It’s no secret anymore – the real estate market is well over its peak and on it’s way downwards. Some areas have dropped very slowly and others have taken a much larger hit. During times like these, many people who had unrealistic expectations of the market are starting to face hardship as the euphoria dies down and people realize that it’s not nearly as easy to sell a property in 2023 as it was in 2022 or 2021.
Let’s start with the good news. If you bought a property in the past five years and borrowed money, your interest rate is likely much lower than today’s rate. Your property may not be worth what you had hoped it would be but if you bought right, the mortgage payment is reasonable and you probably still have equity. If it’s an investment property, your rent has probably gone up at least 10-20% since 20and you’re at least turning a small profit.

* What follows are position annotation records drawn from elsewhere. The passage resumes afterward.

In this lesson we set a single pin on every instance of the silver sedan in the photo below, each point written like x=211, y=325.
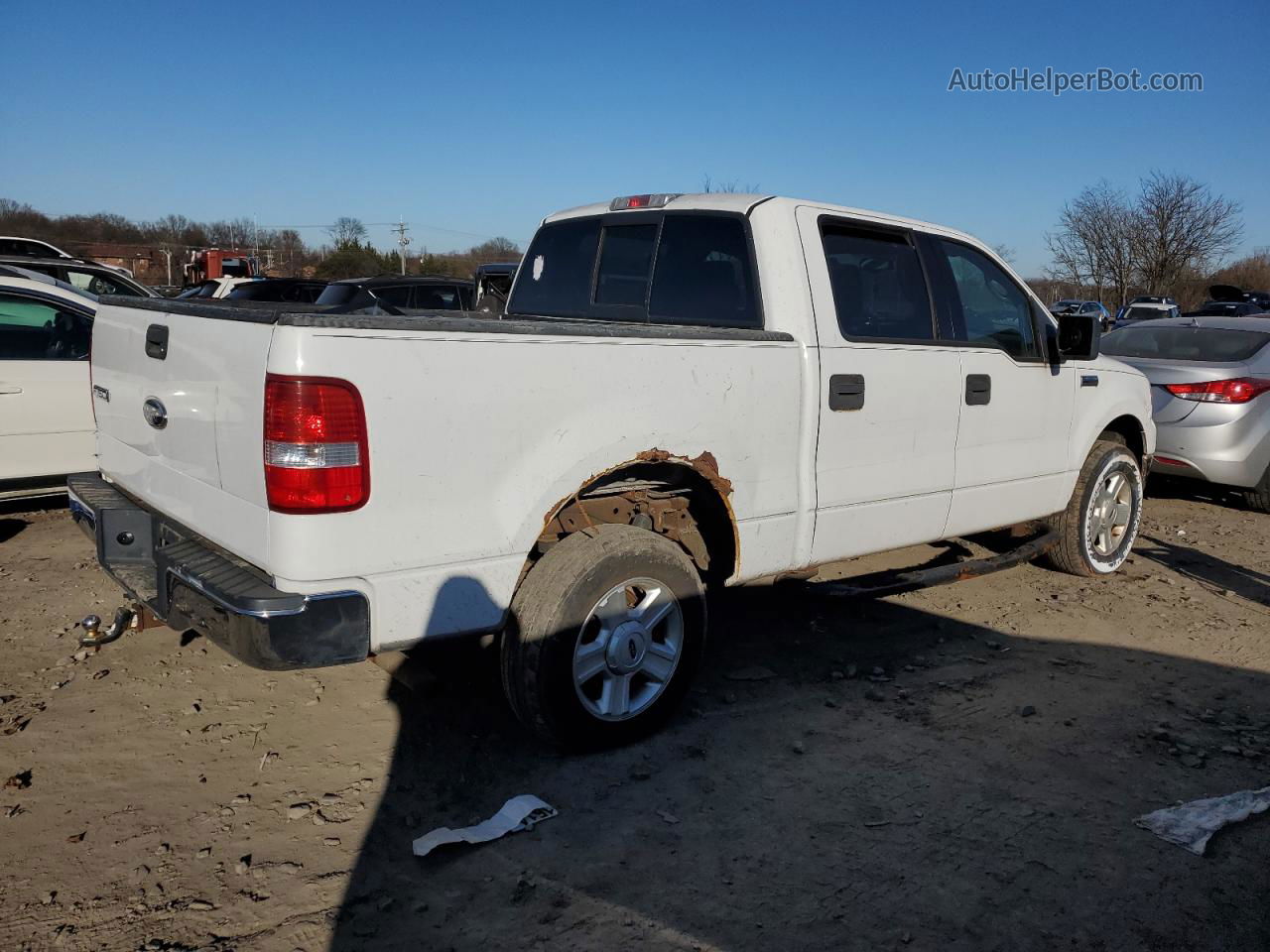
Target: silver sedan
x=1210, y=394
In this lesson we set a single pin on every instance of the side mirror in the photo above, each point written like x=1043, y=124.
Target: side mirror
x=1079, y=335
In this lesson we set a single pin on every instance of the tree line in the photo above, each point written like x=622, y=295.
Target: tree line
x=345, y=254
x=1170, y=238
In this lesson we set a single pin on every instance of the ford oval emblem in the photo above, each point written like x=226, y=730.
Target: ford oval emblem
x=155, y=413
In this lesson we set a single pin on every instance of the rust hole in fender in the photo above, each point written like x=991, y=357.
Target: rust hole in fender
x=653, y=493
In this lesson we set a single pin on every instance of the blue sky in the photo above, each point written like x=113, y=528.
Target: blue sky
x=481, y=118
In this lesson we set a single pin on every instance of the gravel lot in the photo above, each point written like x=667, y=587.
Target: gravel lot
x=951, y=770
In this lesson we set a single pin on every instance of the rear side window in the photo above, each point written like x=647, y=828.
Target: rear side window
x=994, y=311
x=702, y=273
x=879, y=291
x=394, y=296
x=336, y=295
x=625, y=263
x=1165, y=343
x=556, y=278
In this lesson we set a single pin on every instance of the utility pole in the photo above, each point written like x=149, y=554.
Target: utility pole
x=402, y=229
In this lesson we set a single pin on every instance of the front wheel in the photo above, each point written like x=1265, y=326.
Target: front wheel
x=604, y=636
x=1100, y=525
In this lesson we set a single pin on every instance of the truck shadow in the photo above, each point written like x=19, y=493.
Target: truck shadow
x=856, y=774
x=1162, y=486
x=1206, y=569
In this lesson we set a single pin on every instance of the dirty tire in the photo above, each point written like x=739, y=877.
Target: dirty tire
x=550, y=611
x=1259, y=497
x=1075, y=552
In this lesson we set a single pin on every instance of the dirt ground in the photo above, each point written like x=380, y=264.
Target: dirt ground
x=956, y=769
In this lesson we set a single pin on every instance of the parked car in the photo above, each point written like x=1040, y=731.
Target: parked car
x=28, y=248
x=46, y=413
x=303, y=291
x=1146, y=311
x=1210, y=395
x=493, y=284
x=87, y=276
x=1144, y=299
x=399, y=291
x=1069, y=306
x=213, y=289
x=685, y=391
x=1224, y=308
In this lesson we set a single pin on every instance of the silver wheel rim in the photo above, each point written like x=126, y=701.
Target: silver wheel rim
x=1110, y=515
x=627, y=649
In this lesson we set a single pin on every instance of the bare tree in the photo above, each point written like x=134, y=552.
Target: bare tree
x=291, y=252
x=1182, y=229
x=708, y=185
x=347, y=232
x=497, y=248
x=1095, y=241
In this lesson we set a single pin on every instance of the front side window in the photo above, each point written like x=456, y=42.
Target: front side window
x=556, y=278
x=994, y=311
x=36, y=330
x=879, y=291
x=98, y=284
x=436, y=298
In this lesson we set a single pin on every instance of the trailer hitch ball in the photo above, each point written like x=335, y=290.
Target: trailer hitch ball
x=93, y=635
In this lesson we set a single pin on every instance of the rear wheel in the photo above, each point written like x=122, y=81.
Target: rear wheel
x=1098, y=527
x=606, y=634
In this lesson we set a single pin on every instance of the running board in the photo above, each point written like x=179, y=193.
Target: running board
x=897, y=583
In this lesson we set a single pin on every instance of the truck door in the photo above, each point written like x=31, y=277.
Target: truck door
x=46, y=412
x=889, y=390
x=1016, y=405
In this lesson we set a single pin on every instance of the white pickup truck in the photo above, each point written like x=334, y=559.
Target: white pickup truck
x=685, y=391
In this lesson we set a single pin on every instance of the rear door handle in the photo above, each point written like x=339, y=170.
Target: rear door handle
x=846, y=391
x=978, y=389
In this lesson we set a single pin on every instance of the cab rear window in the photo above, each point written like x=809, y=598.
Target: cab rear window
x=666, y=270
x=1162, y=343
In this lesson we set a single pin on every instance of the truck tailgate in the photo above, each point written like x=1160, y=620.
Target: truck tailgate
x=178, y=394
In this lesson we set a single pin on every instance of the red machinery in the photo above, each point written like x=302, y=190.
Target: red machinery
x=220, y=263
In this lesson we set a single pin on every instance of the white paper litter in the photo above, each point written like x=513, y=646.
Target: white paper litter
x=1191, y=825
x=522, y=812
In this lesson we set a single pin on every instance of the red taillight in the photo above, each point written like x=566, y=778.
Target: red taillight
x=316, y=453
x=1239, y=390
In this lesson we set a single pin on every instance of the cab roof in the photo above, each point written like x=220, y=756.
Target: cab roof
x=746, y=203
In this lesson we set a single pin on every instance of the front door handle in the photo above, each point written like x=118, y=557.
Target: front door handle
x=846, y=391
x=978, y=389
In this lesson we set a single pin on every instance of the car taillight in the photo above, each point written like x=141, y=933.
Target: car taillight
x=1238, y=390
x=316, y=452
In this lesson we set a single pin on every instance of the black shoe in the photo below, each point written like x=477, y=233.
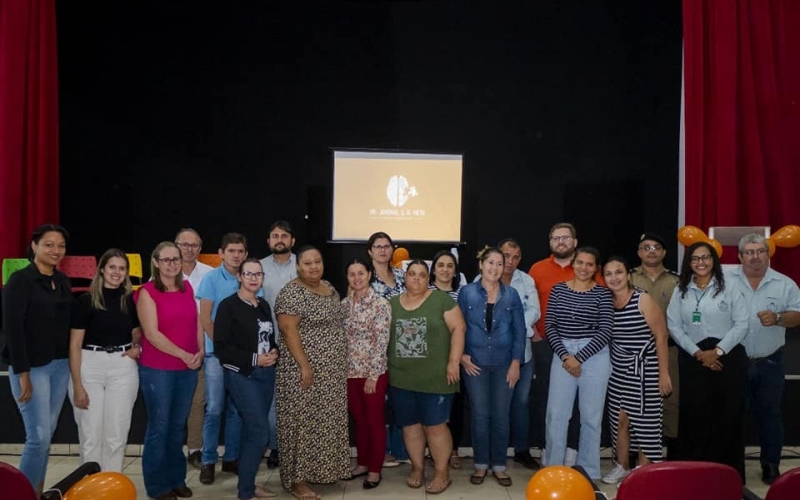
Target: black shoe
x=207, y=474
x=525, y=458
x=182, y=492
x=273, y=460
x=232, y=467
x=368, y=485
x=195, y=459
x=769, y=473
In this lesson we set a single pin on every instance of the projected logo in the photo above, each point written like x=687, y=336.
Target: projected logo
x=399, y=191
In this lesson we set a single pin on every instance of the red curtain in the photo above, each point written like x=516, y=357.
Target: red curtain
x=742, y=116
x=28, y=121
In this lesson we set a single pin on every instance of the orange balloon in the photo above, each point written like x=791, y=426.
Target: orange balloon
x=771, y=244
x=102, y=486
x=400, y=254
x=559, y=483
x=787, y=236
x=717, y=246
x=688, y=235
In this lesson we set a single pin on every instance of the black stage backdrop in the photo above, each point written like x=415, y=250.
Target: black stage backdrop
x=220, y=116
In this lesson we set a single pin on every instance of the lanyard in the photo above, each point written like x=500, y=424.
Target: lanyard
x=698, y=299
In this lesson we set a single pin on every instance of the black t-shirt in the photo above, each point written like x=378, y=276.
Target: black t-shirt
x=109, y=327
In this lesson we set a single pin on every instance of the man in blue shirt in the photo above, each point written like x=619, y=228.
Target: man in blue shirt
x=217, y=285
x=773, y=304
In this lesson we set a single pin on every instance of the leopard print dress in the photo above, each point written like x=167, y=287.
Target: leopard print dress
x=312, y=423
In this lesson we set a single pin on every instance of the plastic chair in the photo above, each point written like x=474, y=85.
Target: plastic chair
x=10, y=266
x=785, y=487
x=79, y=267
x=210, y=259
x=135, y=270
x=681, y=480
x=15, y=484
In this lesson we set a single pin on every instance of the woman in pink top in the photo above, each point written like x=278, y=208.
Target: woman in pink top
x=367, y=328
x=172, y=351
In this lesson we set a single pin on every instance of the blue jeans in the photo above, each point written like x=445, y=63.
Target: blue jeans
x=253, y=396
x=766, y=378
x=167, y=398
x=490, y=403
x=591, y=389
x=520, y=409
x=40, y=414
x=215, y=402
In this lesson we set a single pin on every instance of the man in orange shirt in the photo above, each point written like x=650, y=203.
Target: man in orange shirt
x=546, y=274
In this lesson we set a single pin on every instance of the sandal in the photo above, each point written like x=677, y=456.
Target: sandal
x=415, y=482
x=478, y=478
x=435, y=491
x=503, y=481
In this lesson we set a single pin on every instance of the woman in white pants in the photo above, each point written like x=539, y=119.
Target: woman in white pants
x=104, y=347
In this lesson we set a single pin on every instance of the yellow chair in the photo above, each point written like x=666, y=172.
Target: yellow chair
x=10, y=266
x=135, y=270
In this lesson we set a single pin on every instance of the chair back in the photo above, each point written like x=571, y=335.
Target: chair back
x=79, y=268
x=15, y=484
x=10, y=266
x=785, y=487
x=135, y=270
x=681, y=480
x=210, y=259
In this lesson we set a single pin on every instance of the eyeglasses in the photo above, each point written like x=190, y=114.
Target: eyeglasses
x=252, y=276
x=759, y=252
x=193, y=246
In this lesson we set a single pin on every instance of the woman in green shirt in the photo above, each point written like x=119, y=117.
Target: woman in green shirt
x=425, y=347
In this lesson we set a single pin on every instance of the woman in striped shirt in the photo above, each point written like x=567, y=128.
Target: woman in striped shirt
x=580, y=317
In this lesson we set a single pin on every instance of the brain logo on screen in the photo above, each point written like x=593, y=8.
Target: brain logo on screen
x=399, y=191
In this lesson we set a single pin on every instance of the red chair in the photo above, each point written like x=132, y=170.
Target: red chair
x=786, y=487
x=15, y=484
x=79, y=267
x=683, y=481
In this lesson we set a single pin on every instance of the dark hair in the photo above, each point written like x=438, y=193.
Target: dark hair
x=249, y=260
x=99, y=281
x=232, y=239
x=40, y=231
x=456, y=281
x=686, y=269
x=156, y=274
x=508, y=241
x=305, y=248
x=621, y=260
x=418, y=262
x=591, y=251
x=563, y=225
x=282, y=225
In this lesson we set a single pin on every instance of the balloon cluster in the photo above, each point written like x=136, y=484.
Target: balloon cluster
x=102, y=486
x=400, y=254
x=785, y=237
x=559, y=483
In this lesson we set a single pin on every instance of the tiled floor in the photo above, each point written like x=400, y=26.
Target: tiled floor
x=392, y=487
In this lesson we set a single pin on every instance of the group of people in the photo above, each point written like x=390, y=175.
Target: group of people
x=274, y=346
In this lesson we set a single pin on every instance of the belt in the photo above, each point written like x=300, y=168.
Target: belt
x=108, y=349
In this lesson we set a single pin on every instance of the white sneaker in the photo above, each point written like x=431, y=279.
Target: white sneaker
x=570, y=457
x=617, y=474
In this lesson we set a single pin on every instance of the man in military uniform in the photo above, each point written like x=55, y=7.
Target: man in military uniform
x=652, y=277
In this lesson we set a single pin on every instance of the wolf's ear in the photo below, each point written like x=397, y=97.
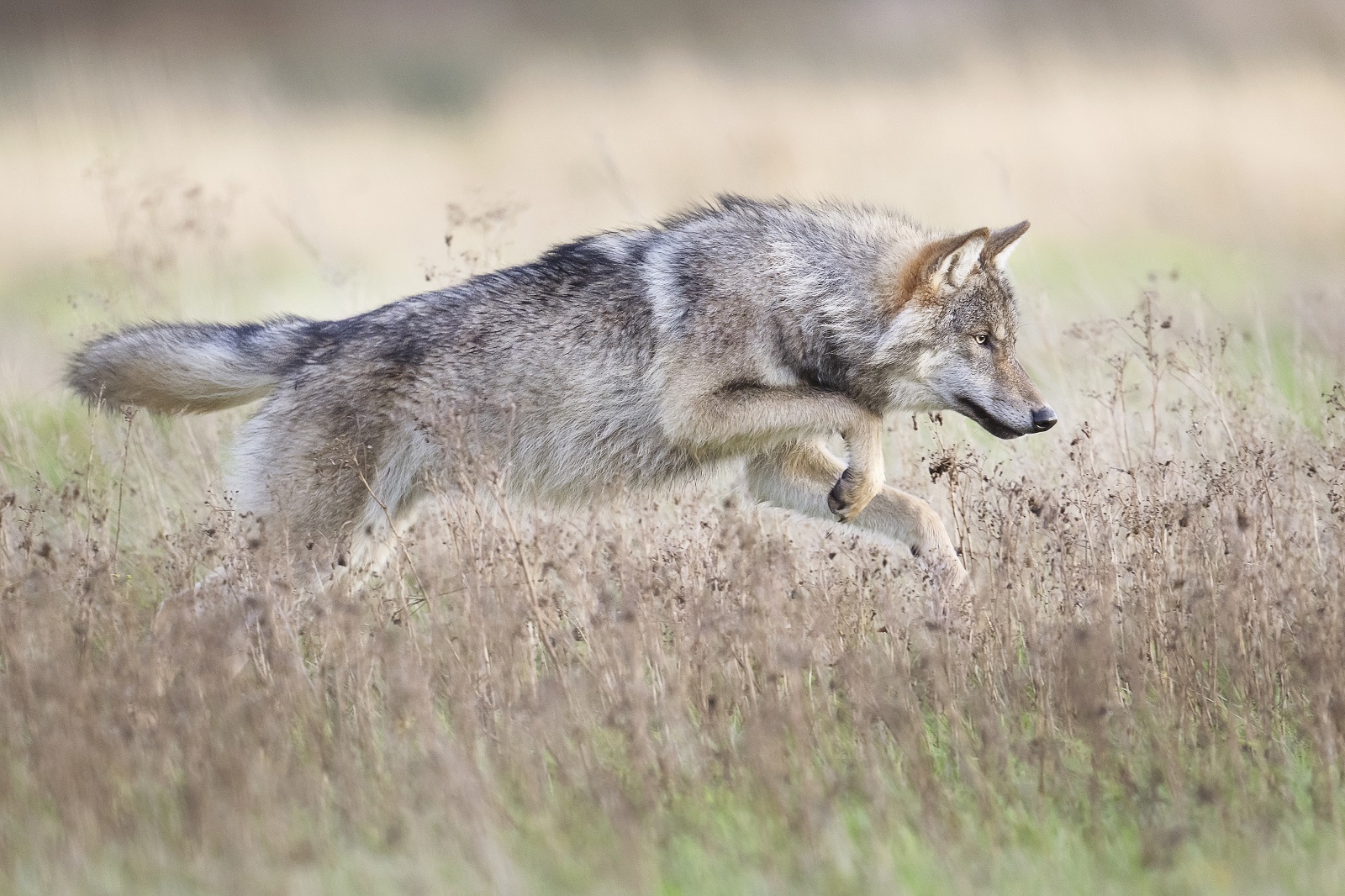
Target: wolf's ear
x=1001, y=245
x=939, y=264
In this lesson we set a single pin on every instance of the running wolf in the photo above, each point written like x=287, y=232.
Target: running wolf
x=740, y=333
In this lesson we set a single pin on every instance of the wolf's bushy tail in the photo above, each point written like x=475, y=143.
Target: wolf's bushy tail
x=188, y=367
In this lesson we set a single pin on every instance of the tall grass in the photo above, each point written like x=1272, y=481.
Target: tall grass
x=693, y=694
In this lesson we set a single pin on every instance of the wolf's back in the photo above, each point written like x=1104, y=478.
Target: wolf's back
x=188, y=367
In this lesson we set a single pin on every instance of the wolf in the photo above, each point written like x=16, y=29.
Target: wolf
x=740, y=334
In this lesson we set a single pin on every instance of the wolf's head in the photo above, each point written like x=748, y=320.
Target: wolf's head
x=952, y=335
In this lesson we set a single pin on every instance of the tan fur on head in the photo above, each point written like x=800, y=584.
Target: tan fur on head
x=938, y=264
x=1001, y=245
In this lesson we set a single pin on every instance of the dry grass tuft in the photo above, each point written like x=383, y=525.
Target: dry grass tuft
x=694, y=694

Now let’s talk about the market and the near future. It’s likely that we’ll be in this high interest rate environment for a while, property values will continue to decline before they eventually bottom out, and rent growth will continue to slow (or even go into negative numbers in certain areas). What that means to me is many people will be forced to sit on their properties for a while. Many homeowners that had planned on moving to a better neighborhood or a larger house won’t do so anymore because even making a lateral move means their mortgage payment would rise 40+%. Investors will be less likely to sell because they don’t have nearly as much equity as they did a year ago and it’s more difficult to find a good deal right now.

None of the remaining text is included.